Acute stroke/vestibular rehab
- kaitlynbutko
- Nov 30, 2018
- 2 min read
We spent the morning in the Acute Stroke Unit, going over cases and seeing treatment. Going through charts has been pretty interesting, since it’s usually half in Thai and half in English and sometimes they’ll switch language mid-sentence when documenting. Also, their documentation is half on the computer and half on paper, so we were reading paper charts but able to look up imaging results on the computer.
This wing was the first I’d seen that had individual patient rooms! It had six on one side that were what they called “a mini ICU” and then 8 down the other hallway that had patients who were less severely affected.

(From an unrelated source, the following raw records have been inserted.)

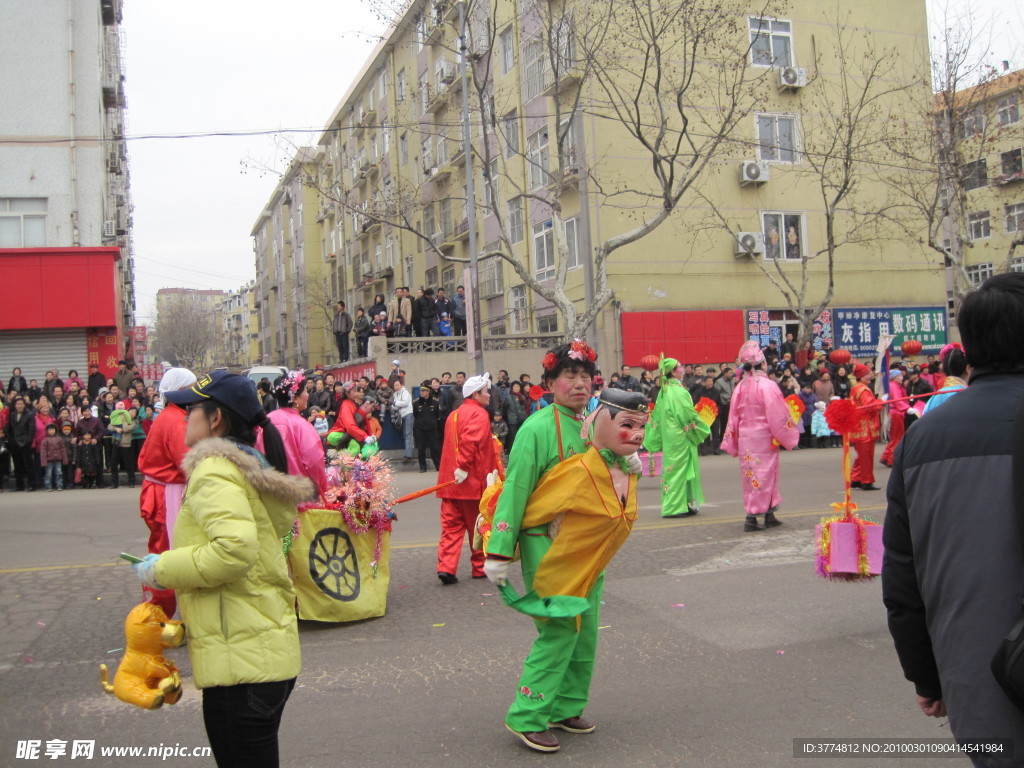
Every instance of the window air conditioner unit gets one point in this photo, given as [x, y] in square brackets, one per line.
[749, 244]
[753, 172]
[792, 78]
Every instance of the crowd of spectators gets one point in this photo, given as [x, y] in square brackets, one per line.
[64, 432]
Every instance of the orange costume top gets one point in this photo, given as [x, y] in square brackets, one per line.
[870, 426]
[595, 522]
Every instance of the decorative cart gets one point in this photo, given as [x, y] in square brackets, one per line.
[339, 550]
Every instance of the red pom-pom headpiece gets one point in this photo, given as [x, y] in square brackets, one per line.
[842, 417]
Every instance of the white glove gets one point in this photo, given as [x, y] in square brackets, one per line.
[634, 463]
[497, 571]
[146, 571]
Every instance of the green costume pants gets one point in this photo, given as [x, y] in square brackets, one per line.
[555, 682]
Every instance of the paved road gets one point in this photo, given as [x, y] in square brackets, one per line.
[718, 647]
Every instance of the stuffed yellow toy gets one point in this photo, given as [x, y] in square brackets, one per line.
[144, 678]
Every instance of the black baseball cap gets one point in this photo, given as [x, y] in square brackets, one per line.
[232, 391]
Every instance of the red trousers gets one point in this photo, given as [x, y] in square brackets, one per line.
[154, 511]
[895, 435]
[863, 467]
[458, 519]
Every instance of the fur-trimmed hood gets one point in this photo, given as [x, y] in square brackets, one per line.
[293, 488]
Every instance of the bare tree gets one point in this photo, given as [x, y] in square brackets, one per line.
[185, 332]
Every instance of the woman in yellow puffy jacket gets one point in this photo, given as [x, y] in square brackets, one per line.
[228, 569]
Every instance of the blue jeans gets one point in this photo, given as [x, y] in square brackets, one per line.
[54, 468]
[242, 722]
[407, 432]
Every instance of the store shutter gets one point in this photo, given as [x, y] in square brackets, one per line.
[38, 351]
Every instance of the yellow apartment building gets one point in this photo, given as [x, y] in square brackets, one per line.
[715, 177]
[989, 137]
[293, 297]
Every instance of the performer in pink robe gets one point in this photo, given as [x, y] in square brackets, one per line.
[760, 422]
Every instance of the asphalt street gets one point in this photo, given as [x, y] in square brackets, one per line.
[717, 647]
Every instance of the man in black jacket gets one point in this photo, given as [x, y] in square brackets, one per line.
[952, 573]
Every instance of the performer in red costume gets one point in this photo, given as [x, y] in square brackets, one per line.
[866, 434]
[467, 456]
[163, 480]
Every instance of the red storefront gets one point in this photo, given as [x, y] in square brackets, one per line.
[59, 307]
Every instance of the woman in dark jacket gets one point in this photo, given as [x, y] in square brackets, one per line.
[514, 412]
[20, 432]
[378, 307]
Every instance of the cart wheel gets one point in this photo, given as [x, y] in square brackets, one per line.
[333, 566]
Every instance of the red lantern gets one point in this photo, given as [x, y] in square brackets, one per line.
[910, 347]
[840, 356]
[649, 363]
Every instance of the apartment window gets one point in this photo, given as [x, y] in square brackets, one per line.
[548, 324]
[1010, 163]
[544, 251]
[978, 273]
[534, 67]
[424, 92]
[1015, 217]
[572, 243]
[510, 132]
[980, 225]
[777, 138]
[427, 154]
[506, 43]
[517, 313]
[23, 222]
[783, 235]
[1007, 112]
[771, 42]
[973, 123]
[515, 220]
[491, 276]
[445, 207]
[537, 156]
[428, 219]
[491, 194]
[975, 174]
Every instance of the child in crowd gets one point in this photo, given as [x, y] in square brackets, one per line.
[819, 427]
[500, 428]
[87, 458]
[52, 457]
[68, 435]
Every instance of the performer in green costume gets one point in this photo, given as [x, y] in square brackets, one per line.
[676, 430]
[557, 672]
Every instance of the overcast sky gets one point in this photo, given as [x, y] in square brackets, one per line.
[198, 67]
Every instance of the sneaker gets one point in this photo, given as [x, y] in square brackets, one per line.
[539, 740]
[578, 724]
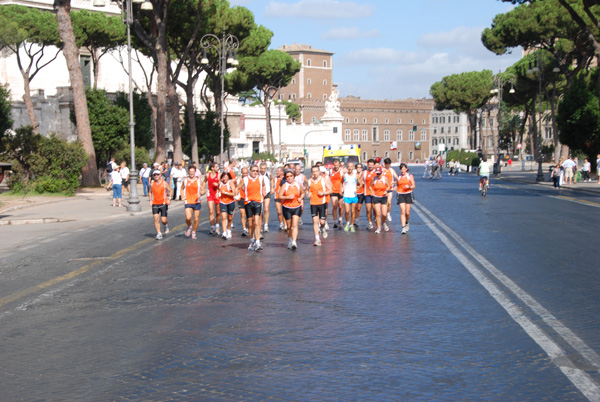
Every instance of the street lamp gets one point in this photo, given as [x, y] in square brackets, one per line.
[498, 82]
[127, 8]
[226, 47]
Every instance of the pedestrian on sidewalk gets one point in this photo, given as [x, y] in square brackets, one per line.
[116, 182]
[145, 175]
[555, 175]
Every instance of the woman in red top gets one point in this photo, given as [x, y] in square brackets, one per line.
[379, 189]
[226, 194]
[212, 179]
[291, 193]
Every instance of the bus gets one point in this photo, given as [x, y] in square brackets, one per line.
[344, 153]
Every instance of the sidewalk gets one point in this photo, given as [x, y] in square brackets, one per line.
[86, 205]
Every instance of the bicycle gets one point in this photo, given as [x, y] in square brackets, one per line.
[483, 184]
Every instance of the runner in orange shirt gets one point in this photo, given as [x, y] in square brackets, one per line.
[336, 175]
[192, 189]
[160, 198]
[406, 185]
[291, 195]
[318, 187]
[226, 194]
[379, 189]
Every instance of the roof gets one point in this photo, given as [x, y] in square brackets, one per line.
[302, 48]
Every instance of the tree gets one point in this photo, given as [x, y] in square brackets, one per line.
[271, 70]
[62, 9]
[109, 124]
[28, 33]
[578, 116]
[99, 34]
[6, 121]
[464, 93]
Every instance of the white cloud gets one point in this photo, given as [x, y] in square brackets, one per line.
[350, 33]
[319, 9]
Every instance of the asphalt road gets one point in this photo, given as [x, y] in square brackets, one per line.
[491, 298]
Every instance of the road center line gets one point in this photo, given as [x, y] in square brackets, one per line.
[559, 357]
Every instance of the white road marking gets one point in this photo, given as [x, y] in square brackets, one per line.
[560, 358]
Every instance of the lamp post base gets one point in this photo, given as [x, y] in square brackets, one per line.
[133, 200]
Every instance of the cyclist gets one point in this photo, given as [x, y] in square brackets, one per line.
[484, 172]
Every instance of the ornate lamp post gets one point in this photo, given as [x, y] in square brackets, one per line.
[499, 80]
[127, 8]
[226, 47]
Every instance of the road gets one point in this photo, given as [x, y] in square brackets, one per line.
[489, 298]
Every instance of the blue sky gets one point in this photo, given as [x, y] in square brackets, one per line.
[388, 49]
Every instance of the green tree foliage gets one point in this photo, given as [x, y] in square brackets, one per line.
[28, 33]
[99, 34]
[578, 116]
[142, 112]
[208, 132]
[109, 124]
[464, 93]
[6, 121]
[44, 164]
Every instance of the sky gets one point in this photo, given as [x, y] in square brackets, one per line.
[388, 49]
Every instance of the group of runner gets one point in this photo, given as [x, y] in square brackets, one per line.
[345, 187]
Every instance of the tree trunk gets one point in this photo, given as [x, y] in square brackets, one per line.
[175, 122]
[62, 8]
[189, 92]
[29, 103]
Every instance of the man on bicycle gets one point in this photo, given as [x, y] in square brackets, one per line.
[484, 172]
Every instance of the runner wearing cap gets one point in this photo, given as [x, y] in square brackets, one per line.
[160, 198]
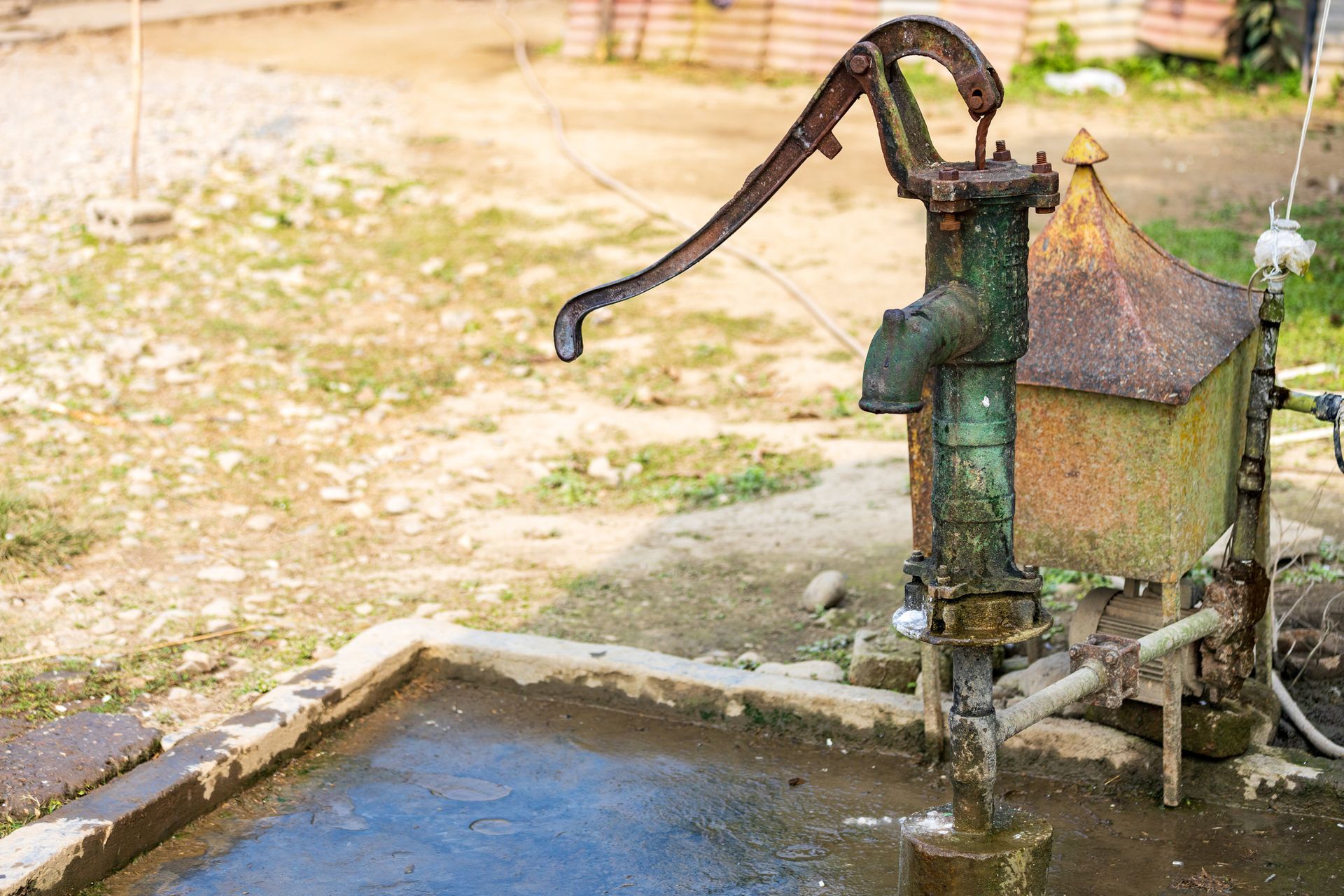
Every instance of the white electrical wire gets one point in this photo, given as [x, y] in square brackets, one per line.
[636, 199]
[1294, 713]
[1310, 99]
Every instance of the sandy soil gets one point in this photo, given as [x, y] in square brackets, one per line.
[726, 578]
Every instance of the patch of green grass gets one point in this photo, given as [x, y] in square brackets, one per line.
[1147, 74]
[838, 649]
[1081, 583]
[1313, 326]
[682, 476]
[1313, 573]
[34, 538]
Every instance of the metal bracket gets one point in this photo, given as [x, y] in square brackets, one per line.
[1119, 657]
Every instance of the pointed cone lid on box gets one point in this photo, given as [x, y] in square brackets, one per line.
[1114, 314]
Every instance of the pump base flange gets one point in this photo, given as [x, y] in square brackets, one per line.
[1009, 860]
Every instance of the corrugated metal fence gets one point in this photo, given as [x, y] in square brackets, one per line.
[811, 35]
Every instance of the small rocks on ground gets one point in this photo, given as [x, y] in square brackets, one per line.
[397, 504]
[825, 590]
[222, 573]
[335, 493]
[260, 522]
[813, 669]
[195, 663]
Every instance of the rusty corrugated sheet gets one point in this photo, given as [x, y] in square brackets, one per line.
[732, 38]
[1187, 27]
[1114, 314]
[1105, 29]
[999, 27]
[811, 36]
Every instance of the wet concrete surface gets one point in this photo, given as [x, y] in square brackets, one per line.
[66, 757]
[457, 789]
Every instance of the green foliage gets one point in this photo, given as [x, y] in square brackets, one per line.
[1312, 573]
[1156, 71]
[1058, 55]
[34, 538]
[838, 649]
[1313, 330]
[1266, 35]
[682, 476]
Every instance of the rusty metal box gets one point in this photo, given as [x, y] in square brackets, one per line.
[1130, 399]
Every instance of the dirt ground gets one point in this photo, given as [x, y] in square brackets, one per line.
[441, 505]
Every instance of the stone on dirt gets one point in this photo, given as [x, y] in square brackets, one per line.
[69, 755]
[883, 660]
[815, 669]
[223, 574]
[824, 592]
[1040, 675]
[195, 663]
[397, 504]
[130, 220]
[260, 522]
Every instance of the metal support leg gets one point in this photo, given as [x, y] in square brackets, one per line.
[930, 673]
[1172, 690]
[974, 742]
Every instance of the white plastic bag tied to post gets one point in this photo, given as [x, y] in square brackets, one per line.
[1284, 248]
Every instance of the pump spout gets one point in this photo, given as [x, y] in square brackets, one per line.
[944, 324]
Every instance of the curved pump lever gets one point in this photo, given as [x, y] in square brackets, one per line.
[870, 67]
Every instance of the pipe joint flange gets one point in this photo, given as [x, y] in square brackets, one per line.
[1117, 659]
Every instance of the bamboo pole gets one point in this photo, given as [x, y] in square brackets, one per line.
[137, 65]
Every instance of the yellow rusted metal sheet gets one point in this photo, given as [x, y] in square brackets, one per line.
[1130, 400]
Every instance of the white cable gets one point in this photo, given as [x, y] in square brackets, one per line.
[636, 199]
[1300, 722]
[1310, 99]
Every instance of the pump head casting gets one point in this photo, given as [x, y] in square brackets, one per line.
[968, 330]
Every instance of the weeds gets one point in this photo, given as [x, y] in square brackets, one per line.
[1151, 74]
[35, 538]
[1224, 246]
[838, 649]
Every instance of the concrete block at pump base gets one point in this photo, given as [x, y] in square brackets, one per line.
[130, 220]
[889, 660]
[1218, 731]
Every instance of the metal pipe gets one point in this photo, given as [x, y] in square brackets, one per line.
[1050, 700]
[1092, 678]
[972, 724]
[1172, 691]
[930, 671]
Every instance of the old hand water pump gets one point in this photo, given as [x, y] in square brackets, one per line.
[969, 330]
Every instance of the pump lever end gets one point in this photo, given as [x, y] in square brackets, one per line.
[569, 332]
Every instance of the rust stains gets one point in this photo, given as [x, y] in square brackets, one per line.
[1114, 314]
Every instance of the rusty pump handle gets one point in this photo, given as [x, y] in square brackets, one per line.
[905, 143]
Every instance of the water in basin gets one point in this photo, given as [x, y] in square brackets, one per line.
[458, 789]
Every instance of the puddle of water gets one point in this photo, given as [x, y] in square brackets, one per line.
[589, 801]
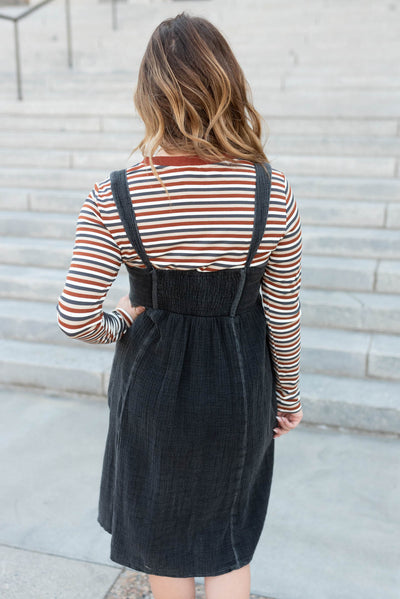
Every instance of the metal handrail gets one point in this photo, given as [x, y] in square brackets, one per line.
[22, 15]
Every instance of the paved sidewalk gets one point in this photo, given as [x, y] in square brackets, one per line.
[331, 531]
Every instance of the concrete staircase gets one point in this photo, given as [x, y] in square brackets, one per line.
[342, 160]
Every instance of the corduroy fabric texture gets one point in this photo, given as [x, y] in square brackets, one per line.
[189, 454]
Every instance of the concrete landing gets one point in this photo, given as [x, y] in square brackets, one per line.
[331, 531]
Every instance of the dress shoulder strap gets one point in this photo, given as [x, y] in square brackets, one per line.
[262, 197]
[123, 201]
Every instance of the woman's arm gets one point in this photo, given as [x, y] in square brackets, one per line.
[95, 263]
[280, 293]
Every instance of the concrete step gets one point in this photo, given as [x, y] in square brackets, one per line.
[61, 179]
[317, 240]
[36, 322]
[352, 188]
[328, 212]
[43, 225]
[75, 369]
[348, 353]
[364, 404]
[318, 272]
[119, 157]
[351, 241]
[290, 131]
[42, 284]
[350, 274]
[352, 311]
[39, 181]
[286, 143]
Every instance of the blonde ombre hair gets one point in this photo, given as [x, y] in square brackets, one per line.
[193, 97]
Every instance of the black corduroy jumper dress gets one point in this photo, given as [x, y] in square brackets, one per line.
[188, 461]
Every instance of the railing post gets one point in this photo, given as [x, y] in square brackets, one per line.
[17, 59]
[69, 36]
[114, 13]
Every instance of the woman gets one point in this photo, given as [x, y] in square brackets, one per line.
[206, 368]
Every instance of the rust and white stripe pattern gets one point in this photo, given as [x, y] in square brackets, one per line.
[207, 225]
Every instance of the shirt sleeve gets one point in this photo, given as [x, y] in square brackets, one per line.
[95, 263]
[280, 291]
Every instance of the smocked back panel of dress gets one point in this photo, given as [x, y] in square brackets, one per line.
[206, 225]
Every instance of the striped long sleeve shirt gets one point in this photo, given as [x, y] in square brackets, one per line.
[207, 225]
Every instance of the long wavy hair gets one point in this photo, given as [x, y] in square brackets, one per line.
[193, 97]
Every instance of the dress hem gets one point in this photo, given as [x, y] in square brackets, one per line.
[141, 568]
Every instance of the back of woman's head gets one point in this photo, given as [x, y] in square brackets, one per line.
[193, 97]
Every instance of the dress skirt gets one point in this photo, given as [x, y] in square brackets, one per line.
[188, 459]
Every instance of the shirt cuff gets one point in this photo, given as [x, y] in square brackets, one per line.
[127, 317]
[296, 407]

One case we spent a lot of time going over was a 70 year old woman who had been brought in immediately after a stroke, within the time limits to get rtPA. However, she was one of the patients who ended up having a severe bleed in her brain post rtPA treatment, and was at the point where there wasn’t really anything that could be done to help her. We then got into a discussion about rtPA and how selective they are when deciding which patients can receive it (CT scan being among the criteria). They also strictly follow the 24 no mobilizing/activity rule post rtPA administration. This was pretty interesting to me because it seems all I’ve learned is to mobilize as soon as possible after stroke, and after doing a little research, it look so like there are several studies that are questioning if that rule needs to be in place. So it was cool to be able to see it firsthand and to talk about the clinical significance of bedrest from therapists who specialize in acute stroke.
The afternoon was spent with “vestibular rehab” and I say it that way because it really ended up being general balance training for patients who were unable to find a medical diagnosis as a source for their problems. Drew and I got to jump in with several activities to challenge balance, and even had to recommend an assistive device for one patient due to safety concerns. The very next patient after that ended up being a patient who we could clear from having to her assistive device, so it was great to see someone on the upswing!